The Cars singles chronology
| "Touch and Go" (1980) | "Don't Tell Me No" (1980) | "Gimme Some Slack" (1980) |

Panorama track listing
- 10 tracks Side one "Panorama"; "Touch and Go"; "Gimme Some Slack"; "Don't Tell Me No"; "Getting Through"; Side two "Misfit Kid"; "Down Boys"; "You Wear Those Eyes"; "Running To You"; "Up and Down";

= Don't Tell Me No =

"Don't Tell Me No" is a song by the American New wave band, the Cars. The song, written by Ric Ocasek, appeared on the band's third studio album, Panorama (1980).

==Background==
Classic Rock History critic Emily Fagan described the lyrics as a "series of declarations" such as "It’s my party, you can come" and "It’s my life, have a half." To Fagan, the song is about personal freedom and rejecting conformity, and the line "Don’t tell me no" which is repeated throughout the song "is more than a catchy hook; it’s a powerful statement of independence." Fresno Bee critic Don Mayhew regarded the song's theme as "being with the 'in' crowd versus being left out; rejection as oppposed to...acceptance." Fagan described the music as combining the new wave sound of the Cars' earlier albums with a "more experimental, almost avant-garde approach."

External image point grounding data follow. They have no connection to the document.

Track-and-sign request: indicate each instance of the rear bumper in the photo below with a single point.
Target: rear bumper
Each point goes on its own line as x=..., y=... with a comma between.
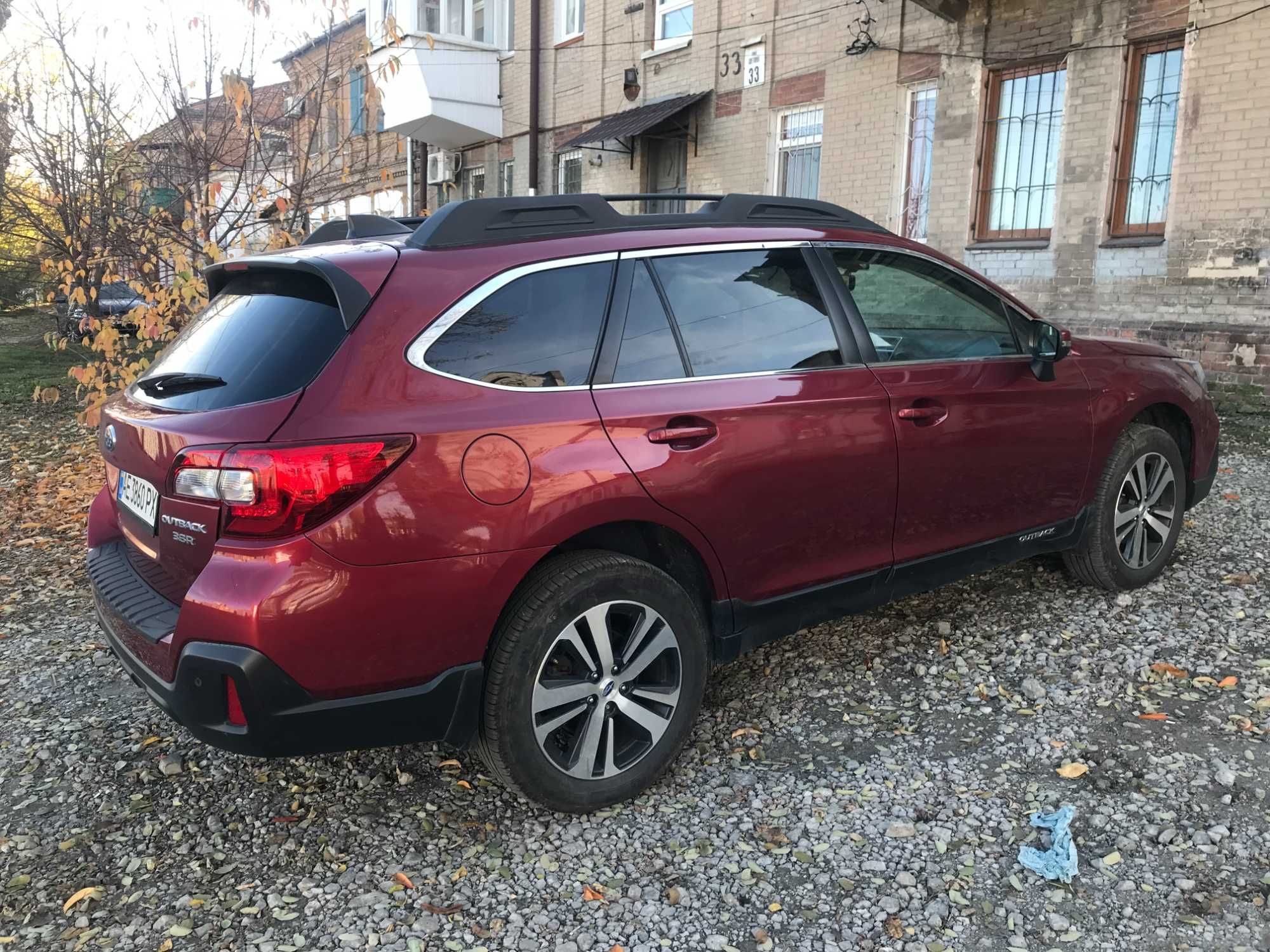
x=285, y=720
x=1201, y=488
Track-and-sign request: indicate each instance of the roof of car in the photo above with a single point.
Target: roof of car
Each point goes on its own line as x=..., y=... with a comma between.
x=497, y=221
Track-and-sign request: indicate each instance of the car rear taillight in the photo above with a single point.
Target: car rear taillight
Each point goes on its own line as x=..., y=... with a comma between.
x=234, y=713
x=271, y=491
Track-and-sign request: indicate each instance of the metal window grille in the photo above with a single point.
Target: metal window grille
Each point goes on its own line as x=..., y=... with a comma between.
x=358, y=102
x=474, y=182
x=1145, y=154
x=570, y=175
x=798, y=158
x=1019, y=153
x=919, y=154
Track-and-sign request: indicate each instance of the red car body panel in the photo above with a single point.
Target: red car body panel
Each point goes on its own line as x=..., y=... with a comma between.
x=812, y=479
x=1013, y=453
x=777, y=534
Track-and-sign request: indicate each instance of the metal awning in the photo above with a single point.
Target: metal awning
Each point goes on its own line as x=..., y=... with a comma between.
x=633, y=122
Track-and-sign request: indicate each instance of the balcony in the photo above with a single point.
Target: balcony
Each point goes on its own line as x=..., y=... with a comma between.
x=444, y=93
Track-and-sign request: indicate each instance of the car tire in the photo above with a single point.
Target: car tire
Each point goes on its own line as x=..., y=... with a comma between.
x=1126, y=544
x=614, y=733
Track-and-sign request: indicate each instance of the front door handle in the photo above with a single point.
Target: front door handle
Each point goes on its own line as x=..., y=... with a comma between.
x=684, y=437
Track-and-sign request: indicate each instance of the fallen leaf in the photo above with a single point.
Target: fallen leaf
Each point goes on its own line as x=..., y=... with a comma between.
x=87, y=893
x=441, y=911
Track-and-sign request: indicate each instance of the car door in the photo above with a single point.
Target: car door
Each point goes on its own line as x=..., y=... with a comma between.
x=986, y=450
x=727, y=390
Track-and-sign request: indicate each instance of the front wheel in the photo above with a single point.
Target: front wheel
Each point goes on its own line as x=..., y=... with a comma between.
x=595, y=681
x=1136, y=515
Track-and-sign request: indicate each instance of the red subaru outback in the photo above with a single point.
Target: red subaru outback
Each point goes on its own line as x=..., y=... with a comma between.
x=520, y=475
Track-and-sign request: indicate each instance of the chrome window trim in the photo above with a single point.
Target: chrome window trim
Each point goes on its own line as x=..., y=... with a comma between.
x=417, y=351
x=728, y=376
x=970, y=277
x=709, y=249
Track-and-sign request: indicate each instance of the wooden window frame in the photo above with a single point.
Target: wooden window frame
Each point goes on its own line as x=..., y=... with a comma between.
x=1127, y=134
x=989, y=115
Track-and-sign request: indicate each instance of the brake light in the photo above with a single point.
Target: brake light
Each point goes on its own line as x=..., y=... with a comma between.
x=274, y=489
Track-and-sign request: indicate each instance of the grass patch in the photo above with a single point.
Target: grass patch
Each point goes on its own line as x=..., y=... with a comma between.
x=26, y=366
x=26, y=361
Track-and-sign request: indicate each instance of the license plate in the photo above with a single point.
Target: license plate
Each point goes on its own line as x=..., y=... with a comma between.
x=140, y=498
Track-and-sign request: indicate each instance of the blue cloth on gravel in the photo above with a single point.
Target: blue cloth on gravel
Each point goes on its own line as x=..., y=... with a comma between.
x=1059, y=863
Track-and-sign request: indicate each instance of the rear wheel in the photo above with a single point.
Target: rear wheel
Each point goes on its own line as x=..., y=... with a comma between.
x=1136, y=516
x=595, y=681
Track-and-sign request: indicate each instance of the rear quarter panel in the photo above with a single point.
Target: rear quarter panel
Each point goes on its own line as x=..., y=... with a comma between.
x=1125, y=385
x=424, y=510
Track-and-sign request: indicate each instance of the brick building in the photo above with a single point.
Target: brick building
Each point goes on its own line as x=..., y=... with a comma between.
x=1109, y=162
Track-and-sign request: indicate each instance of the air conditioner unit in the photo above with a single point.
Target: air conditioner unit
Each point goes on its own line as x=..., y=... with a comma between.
x=443, y=167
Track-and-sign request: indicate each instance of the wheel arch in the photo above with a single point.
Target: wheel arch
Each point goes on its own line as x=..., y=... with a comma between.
x=1178, y=425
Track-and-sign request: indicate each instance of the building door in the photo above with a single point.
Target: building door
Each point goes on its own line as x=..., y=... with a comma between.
x=667, y=173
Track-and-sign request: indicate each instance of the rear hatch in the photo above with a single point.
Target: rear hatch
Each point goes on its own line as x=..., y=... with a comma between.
x=232, y=376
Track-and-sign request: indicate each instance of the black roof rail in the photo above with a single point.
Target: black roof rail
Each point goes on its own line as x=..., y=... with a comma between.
x=361, y=227
x=491, y=220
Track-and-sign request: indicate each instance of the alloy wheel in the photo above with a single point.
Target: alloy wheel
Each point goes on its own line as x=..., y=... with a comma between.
x=1145, y=511
x=606, y=690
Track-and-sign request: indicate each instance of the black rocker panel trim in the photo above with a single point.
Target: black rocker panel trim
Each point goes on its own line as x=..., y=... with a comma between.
x=755, y=624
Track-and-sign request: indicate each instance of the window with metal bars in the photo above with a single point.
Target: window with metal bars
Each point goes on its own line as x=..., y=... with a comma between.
x=1023, y=128
x=570, y=175
x=1142, y=176
x=919, y=153
x=474, y=182
x=798, y=152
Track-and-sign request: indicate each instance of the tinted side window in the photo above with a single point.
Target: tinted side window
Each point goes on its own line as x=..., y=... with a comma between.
x=648, y=350
x=538, y=332
x=919, y=310
x=742, y=312
x=266, y=334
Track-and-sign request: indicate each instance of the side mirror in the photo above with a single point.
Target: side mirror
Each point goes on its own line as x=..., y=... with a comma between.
x=1048, y=346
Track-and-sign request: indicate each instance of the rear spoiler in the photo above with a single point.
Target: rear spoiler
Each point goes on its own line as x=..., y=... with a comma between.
x=351, y=295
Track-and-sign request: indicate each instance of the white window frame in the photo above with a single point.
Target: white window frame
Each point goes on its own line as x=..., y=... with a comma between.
x=561, y=163
x=500, y=23
x=799, y=143
x=562, y=17
x=906, y=145
x=662, y=8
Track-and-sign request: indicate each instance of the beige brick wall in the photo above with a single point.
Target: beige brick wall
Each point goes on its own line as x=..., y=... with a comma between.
x=1206, y=289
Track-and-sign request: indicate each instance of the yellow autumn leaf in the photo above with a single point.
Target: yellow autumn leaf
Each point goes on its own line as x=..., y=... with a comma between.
x=87, y=893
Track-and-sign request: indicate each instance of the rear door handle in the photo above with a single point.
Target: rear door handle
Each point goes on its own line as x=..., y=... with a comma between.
x=684, y=437
x=921, y=413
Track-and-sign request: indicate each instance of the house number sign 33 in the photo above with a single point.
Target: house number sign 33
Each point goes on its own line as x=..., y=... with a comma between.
x=752, y=69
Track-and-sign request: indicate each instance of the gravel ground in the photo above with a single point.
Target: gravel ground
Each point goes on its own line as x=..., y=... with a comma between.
x=866, y=785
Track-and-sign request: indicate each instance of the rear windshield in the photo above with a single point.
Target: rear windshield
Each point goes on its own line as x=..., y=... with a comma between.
x=266, y=336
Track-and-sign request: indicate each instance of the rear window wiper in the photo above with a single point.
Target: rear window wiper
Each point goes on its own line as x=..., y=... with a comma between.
x=168, y=384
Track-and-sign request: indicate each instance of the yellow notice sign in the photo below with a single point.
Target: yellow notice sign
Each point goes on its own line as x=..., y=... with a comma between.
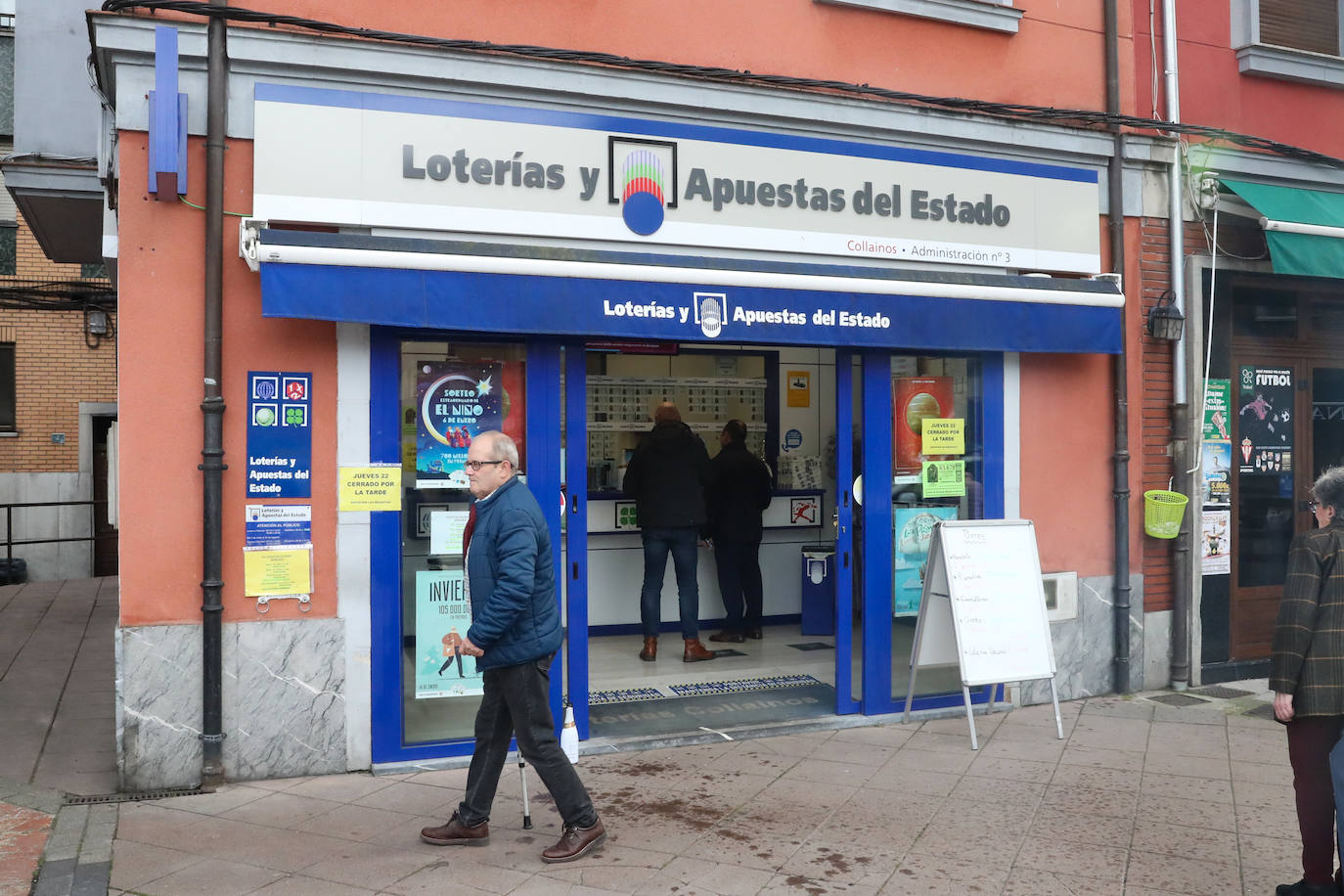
x=287, y=569
x=371, y=488
x=944, y=478
x=800, y=388
x=944, y=435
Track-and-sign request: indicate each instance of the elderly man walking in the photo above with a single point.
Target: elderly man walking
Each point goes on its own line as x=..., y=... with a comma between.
x=515, y=633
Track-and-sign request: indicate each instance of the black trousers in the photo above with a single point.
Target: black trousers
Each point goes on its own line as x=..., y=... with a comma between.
x=515, y=702
x=739, y=583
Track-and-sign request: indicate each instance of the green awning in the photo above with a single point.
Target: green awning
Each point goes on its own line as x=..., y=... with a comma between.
x=1298, y=226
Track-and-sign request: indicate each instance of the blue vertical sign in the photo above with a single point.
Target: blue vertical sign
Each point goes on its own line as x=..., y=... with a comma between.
x=280, y=435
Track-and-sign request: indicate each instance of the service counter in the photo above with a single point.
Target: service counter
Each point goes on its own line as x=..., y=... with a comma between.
x=615, y=559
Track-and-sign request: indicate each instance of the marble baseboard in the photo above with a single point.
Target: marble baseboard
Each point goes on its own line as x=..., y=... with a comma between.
x=1085, y=647
x=284, y=707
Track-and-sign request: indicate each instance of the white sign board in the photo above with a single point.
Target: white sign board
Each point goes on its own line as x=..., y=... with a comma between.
x=984, y=608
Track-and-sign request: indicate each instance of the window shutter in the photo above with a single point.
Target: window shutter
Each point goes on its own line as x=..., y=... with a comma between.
x=1301, y=24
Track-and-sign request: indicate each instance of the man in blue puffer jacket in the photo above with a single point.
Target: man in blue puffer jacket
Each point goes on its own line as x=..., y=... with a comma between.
x=515, y=633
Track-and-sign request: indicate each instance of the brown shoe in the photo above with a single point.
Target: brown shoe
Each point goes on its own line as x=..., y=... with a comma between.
x=575, y=842
x=650, y=650
x=455, y=833
x=695, y=651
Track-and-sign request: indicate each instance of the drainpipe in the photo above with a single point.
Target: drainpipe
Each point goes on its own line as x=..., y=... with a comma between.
x=1182, y=557
x=212, y=411
x=1120, y=493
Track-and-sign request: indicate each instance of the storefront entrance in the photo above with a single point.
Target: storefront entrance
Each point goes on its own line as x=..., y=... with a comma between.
x=1283, y=426
x=563, y=405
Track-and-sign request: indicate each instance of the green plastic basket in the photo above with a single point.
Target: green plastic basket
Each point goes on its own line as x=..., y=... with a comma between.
x=1163, y=512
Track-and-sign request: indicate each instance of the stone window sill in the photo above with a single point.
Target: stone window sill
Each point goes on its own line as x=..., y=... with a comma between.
x=1283, y=64
x=976, y=14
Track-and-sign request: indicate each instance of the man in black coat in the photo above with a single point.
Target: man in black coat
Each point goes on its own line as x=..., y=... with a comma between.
x=739, y=493
x=667, y=475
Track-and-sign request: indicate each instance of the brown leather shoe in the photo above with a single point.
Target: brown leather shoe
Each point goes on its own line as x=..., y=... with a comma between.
x=650, y=650
x=455, y=833
x=575, y=842
x=695, y=651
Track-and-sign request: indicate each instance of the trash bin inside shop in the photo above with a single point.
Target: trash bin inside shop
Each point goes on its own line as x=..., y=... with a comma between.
x=819, y=589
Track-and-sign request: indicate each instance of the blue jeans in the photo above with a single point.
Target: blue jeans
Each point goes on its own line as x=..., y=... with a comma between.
x=657, y=543
x=1337, y=780
x=516, y=704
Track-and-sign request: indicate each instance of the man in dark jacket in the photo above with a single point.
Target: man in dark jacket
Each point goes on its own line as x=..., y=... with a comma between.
x=515, y=633
x=667, y=475
x=739, y=493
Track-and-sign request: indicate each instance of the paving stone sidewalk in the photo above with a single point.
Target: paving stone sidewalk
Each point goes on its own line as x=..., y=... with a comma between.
x=1142, y=798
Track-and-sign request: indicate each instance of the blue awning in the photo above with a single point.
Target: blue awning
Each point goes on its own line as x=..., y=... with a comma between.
x=492, y=291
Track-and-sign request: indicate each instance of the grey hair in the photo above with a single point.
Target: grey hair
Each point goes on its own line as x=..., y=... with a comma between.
x=502, y=446
x=1329, y=488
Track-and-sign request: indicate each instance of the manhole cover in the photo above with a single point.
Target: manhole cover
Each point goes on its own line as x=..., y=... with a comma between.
x=1221, y=692
x=1178, y=700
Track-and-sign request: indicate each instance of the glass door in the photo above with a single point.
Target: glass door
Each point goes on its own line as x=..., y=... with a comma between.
x=1265, y=501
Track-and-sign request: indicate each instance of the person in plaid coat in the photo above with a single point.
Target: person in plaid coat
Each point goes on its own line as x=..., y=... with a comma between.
x=1307, y=675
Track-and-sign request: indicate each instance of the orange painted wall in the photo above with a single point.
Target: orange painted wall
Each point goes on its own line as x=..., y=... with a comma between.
x=160, y=344
x=1055, y=60
x=1067, y=445
x=1213, y=92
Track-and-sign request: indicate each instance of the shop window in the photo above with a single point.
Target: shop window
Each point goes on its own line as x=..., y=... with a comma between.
x=8, y=422
x=1265, y=313
x=8, y=248
x=1326, y=316
x=994, y=15
x=1289, y=39
x=449, y=394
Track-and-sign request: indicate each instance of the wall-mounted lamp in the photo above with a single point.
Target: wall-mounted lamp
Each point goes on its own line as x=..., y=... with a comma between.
x=1164, y=319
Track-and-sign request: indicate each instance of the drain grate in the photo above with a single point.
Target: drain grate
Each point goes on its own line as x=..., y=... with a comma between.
x=1178, y=700
x=71, y=799
x=1221, y=692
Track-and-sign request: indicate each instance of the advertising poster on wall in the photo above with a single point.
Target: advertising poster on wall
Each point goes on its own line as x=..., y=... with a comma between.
x=456, y=403
x=916, y=400
x=1218, y=470
x=1217, y=543
x=1218, y=400
x=442, y=617
x=1265, y=421
x=280, y=435
x=915, y=533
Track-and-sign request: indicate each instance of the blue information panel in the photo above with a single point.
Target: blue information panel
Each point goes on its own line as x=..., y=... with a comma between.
x=280, y=435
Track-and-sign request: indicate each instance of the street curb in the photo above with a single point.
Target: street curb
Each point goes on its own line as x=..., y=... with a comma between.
x=78, y=856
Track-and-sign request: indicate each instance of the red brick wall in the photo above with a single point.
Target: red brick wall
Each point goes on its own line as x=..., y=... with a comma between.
x=1153, y=446
x=54, y=370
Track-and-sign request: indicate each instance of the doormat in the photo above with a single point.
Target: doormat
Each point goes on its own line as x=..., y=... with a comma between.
x=682, y=715
x=629, y=694
x=740, y=686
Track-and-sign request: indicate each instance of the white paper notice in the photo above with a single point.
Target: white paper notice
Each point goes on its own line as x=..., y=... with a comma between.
x=445, y=531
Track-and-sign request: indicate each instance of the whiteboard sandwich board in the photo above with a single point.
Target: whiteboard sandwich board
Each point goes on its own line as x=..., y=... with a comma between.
x=984, y=610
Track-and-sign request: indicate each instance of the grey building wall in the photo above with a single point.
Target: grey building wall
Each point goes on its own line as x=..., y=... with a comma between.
x=56, y=112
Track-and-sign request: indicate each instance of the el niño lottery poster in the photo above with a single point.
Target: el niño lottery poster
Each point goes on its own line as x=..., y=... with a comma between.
x=916, y=399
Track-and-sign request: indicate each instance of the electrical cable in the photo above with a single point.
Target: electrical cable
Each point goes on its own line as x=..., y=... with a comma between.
x=1086, y=118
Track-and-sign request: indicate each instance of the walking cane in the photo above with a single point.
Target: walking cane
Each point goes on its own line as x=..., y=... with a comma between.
x=521, y=774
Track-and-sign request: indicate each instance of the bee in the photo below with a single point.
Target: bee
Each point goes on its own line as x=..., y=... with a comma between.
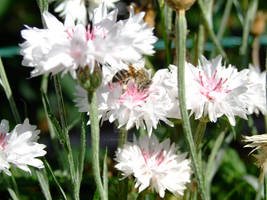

"Don't Tell Me No" was recorded in April and May of 1980 with Roy Thomas Baker producer. Benjamin Orr sings lead vocals and plays bass guitar, Ocasek plays rhythm guitar, Elliot Easton plays lead guitar, Greg Hawkes plays synthesizer and David Robinson plays drums.

==Release and critical reception==
"Don't Tell Me No" first saw release on the Panorama album in August 1980, but in November of that same year, the song was released as the follow-up single to the marginally successful "Touch and Go" single in America. However, unlike its predecessor, it failed to chart at all in said country.

AllMusic critic Greg Prato noted the track as an album highlight from Panorama, and went on to call it "strong, just not as well known as some of the other material [on the album]". Classic Rock History critic Emily Fagan rated it as the Cars 8th best song sung by Orr, saying that it "captures Benjamin Orr at his most assertive and nuanced, delivering a performance that combines melodic appeal with a defiant edge." Ultimate Classic Rock critic Dave Swanson rated it as the 10th best Benjamin Orr Cars song, praising the "forceful Benjamin Orr vocal riding on top of a slightly dark groove" and saying that the "electronic drums, which often add a dated element to records from this era, actually decorate this one nicely." Swanson also stated that although "Don't Tell Me No" "never really cuts loose or breaks the tension, it holds your ears nonetheless."

Though Benjamin Orr sings lead vocals on "Don't Tell Me No," Record World said that "A steamroller rhythm section has its own way here while steaming guitars and Ric Ocasek's trademark vocal detachment ride high." Billboard chose it as a "recommended" pick. Los Angeles Times critic Steve Pond praised the "insinuating hook." Muncie Star reviewer Kim Terverbaugh said that "David Robinson's drums perfectly punctuate 'Don't Tell Me No' with its multi-textured vocals." Saginaw News critic Nancy Kuharevicz felt that in the song, Ocasek "plays the petulant adolescent, alternately pleading with and demanding of the girl of his dreams, without much apparent effect." Kuharevicz also felt that with the "sneering vocal", the singer seems to thumb his nose at the group's fans.

==B-side==
The song's B-side titled "Don't Go to Pieces", was also the B-side to "Gimme Some Slack". It includes rare backing vocals from lead guitarist Elliot Easton and keyboardist Greg Hawkes singing "You can make the switch, you can have your wish", followed by the band joining and singing the chorus "don't go to pieces, b-b-b-baby."

Swanson rated it as the 8th best Benjamin Orr Cars song, calling it "the best, yet least known, Cars song" and praising the "catchy guitar riff" and Orr's bass guitar part.